Da der Kläger zur Begründung seiner Berufung anbrachte, dass er regelmäßig Migräneattacken erleidet, die im Monat fünf bis sechs Tage Arbeitsunfähigkeit verursachen und daher der Arbeitsmarkt für ihn verschlossen ist, gingen die Richter aus München auch auf diesen Punkt ein. Hier wurde eine Entscheidung des Bundessozialgerichts (BSG SozR 3.2200 § 1247 Nr 14) herangezogen, dass dann der Arbeitsmarkt als verschlossen gilt, wenn häufig auftretende Fieberschübe eine Arbeitsunfähigkeit begründen. Die Fieberschübe traten in dem vom BSG zu entscheidenden Fall jedoch nahezu regelmäßig für jeweils mehrere Tage auf und verursachten eine Arbeitsunfähigkeit. Diese Entscheidung kann jedoch bei dem Versicherten nicht parallel herangezogen werden, da dieser lediglich wenige Tage im Monat an Migräneattacken leidet.

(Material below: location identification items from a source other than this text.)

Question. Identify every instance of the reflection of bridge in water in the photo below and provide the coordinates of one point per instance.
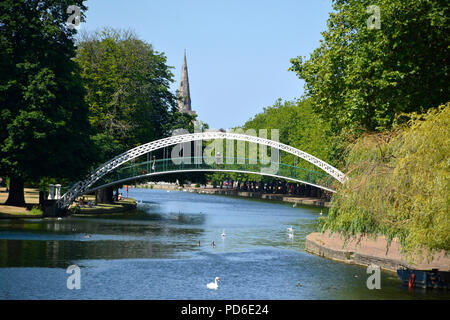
(111, 172)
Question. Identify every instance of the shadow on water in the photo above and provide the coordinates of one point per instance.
(152, 253)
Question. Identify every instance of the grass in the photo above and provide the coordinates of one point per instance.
(31, 198)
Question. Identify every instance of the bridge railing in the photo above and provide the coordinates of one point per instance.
(159, 166)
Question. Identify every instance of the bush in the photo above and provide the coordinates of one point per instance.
(398, 186)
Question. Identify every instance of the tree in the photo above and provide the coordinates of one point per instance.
(363, 78)
(398, 185)
(43, 117)
(127, 84)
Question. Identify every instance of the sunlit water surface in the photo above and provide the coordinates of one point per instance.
(152, 253)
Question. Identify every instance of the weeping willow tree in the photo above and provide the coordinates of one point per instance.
(399, 183)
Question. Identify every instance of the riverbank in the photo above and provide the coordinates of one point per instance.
(14, 212)
(368, 251)
(32, 200)
(295, 199)
(120, 206)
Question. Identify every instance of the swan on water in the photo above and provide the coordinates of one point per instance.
(213, 285)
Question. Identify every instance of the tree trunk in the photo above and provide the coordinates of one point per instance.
(105, 195)
(16, 195)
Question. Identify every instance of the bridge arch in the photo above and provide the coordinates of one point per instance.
(82, 186)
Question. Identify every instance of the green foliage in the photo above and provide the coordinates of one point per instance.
(127, 84)
(361, 79)
(36, 211)
(398, 185)
(45, 131)
(298, 126)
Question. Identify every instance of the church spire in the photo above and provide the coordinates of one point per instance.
(184, 95)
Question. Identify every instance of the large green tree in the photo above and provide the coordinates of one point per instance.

Bei Anfallsleiden ist der Arbeitsmarkt dann verschlossen – so ein BSG-Urteil vom 08.11.1995 (Az. 13/4 RA 93/94) – wenn die Anfälle sehr häufig auftreten und damit erhebliche Arbeitsunfähigkeitszeiten entstehen. In diesem Fall könnte die Fähigkeit des Versicherten zur Ausübung einer regelmäßigen Erwerbstätigkeit verschlossen sein. In dem Urteil kamen die Richter zu dem Schluss, dass bei dem Kläger die angegebenen Migräneattacken nicht in der Intensität vorkommen, dass der Arbeitmarkt als verschlossen angesehen werden muss. In der Bescheinigung der Krankenkasse wurden im Jahr 1997 gar keine Arbeitsunfähigkeitszeiten vermerkt. Nach den Angaben des Klägers kommen die Migräneattacken bereits seit dem Jahr 1995 vor – also schon zu der Zeit, als er noch in einem Beschäftigungsverhältnis stand – konnten die Richter aufgrund der angegebenen Migräneattacken keine Verschlossenheit des Arbeitsmarktes für ihn nachvollziehen und bestätigen.

Fazit

Eine Rente wegen voller Erwerbsminderung wird nicht durch die Annahme von Migräneattacken gerechtfertigt. Sofern ein Versicherten noch in der Lage ist, vollschichtig dem Arbeitsmarkt zur Verfügung zu stehen, besteht kein Anspruch auf eine Erwerbsminderungsrente. Auch ein erhöhtes Kündigungsrisiko bedingt durch krankheitsbedingte Fehlzeiten führt nicht zu einer Verschlossenheit des Arbeitsmarktes für den betroffenen Versicherten.